Multi Cloud Governance

02Oct18

This is one of those posts that started life on an email thread. It comes from a discussion on the topic of multi cloud governance for large enterprises.

Why cloud?

The answer is not ‘cloud is cheaper’, because it just isn’t. We know from Amazon’s financials that it’s gushing money because cloud is a high margin and very profitable business. Any halfway competent large enterprise can run its own data centres cheaper, and the mainframe and midrange legacy isn’t going anywhere so neither are those data centres.

The answer is ‘cloud is faster’. Cloud enables quicker delivery of value in response to changing user needs. ‘Digital’ is built out of continuous delivery (CD) pipelines, and CD pipelines need cloud at the end of them, because you can’t do continuous delivery without API enabled on demand infrastructure (which is lots of words for ‘a cloud’).

What kind of cloud?

Having focused our attention on the right category – applications that deliver outcomes more quickly by constructing CD pipelines – we finally come to the vexed question of what type of services do they want to consume? Is it IaaS, CaaS, FaaS (or some combination)?

Safety First

The crucial outcome is safety[1]. The app developers need to be able to consume services without crossing lines with respect to security and compliance.

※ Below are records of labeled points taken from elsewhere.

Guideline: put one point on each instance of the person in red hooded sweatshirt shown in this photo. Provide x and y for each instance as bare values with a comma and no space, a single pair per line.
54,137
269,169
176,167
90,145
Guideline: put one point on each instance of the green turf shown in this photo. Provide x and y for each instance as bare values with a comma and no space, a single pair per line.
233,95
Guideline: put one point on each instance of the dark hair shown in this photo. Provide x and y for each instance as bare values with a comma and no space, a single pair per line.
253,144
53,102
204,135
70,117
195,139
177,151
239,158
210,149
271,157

Safety costs money (but far less than unsafe practices) so we end up at a cost/benefit trade off. For every class of services that consumed how much does it cost to make them safe, and what benefit is accrued (in speed to market and revenue achieved from that)? This doesn’t just apply to which cloud will be used (AWS vs Azure vs Google); it also applies at a finer grained level to which services are consumed within those clouds.

Control vs Productivity

Most large enterprises are looking down the wrong end of the telescope. They’re thinking about control before productivity rather than productivity before control; and that pattern is borne from the traditional enterprise mindset of standardisation to reduce complexity and cost.

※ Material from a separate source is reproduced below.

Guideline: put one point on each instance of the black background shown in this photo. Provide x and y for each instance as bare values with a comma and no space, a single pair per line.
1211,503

Many enterprises feel like they have these options:

  1. Make the complexity appear to go away by putting a unifying broker layer between the cloud and its consumer.
  2. Accept that there will be multiple data centres and cloud providers and use some sort of common technology (e.g. containers) to enable common approaches to application development and deployment.
  3. Some combination of (1) and (2) where elements of the infrastructure and operations are treated in a common way (e.g. billing, operational data, software delivery).

None of them are good, because all of them presuppose that we make an activity safe before we even know what the activity is. It’s a great way of spending time and treasure on something that never delivers any practical value[2].

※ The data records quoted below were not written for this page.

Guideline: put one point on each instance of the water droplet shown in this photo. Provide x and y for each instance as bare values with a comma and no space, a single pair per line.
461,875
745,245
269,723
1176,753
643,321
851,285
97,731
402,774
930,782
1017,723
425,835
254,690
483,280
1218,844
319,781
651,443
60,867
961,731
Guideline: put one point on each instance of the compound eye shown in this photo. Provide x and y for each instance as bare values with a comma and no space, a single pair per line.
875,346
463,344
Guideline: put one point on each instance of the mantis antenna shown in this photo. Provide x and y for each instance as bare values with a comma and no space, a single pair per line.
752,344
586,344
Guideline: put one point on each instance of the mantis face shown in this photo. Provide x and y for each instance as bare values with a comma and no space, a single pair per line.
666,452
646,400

Getting to the cost/benefit trade off

This means actually knowing the cost, and actually being able to figure out the benefit. A managed cloud service with safety built in (like you get from a services company rather than the raw cloud underneath it) will show a sticker price for cost – so we’re half way there. The other half naturally extends into the enterprise’s own investment appraisal processes (and there’s room for services companies to be facilitators for the extra work needed there).

In the end it doesn’t matter whether they use one cloud or five. Whether they use containers, functions or VMs. It only matters that engineers are safe, and the overhead of achieving that safety is part of the broader business case for the functionality.

The final issue is the classic ‘buy the restaurant to eat the first meal’ problem that so often comes up with large enterprises, where any given app can’t make the business case stand up on its own. That takes us to a portfolio management exercise where the investment in safety for a category of apps with common needs gets justified by the expected benefits of all those apps (and the apps that might follow them). So there’s a need for some degree of aggregation. What happens next is essentially paving the cow paths – early success becomes the path of least resistance for things that follow (so that they don’t have to make fresh cases for their own new safety demands).

What this brings us to is the ability to say to application developers ‘you can have anything you want provided that you can afford the safety’, ‘you may club together to pay for safety’. That leads to an initial cohort of apps that make something happen within the confines of a given set of safety systems. It’s easy to follow them, because the safety investment has already been paid down. Apps can choose not to follow, but that choice comes with the consequence that they need to stand up their own safety and pay the premium.

They key point is ‘they come and we build it’ rather than ‘build it and they shall come’.

Notes

[1] I’ve written about safety (first) before.
[2] For more on why brokers are considered an anitpattern take a look at Barclays’ Infrastructure CTO Keiran Broadfoot in his 2017 re:Invent presentation.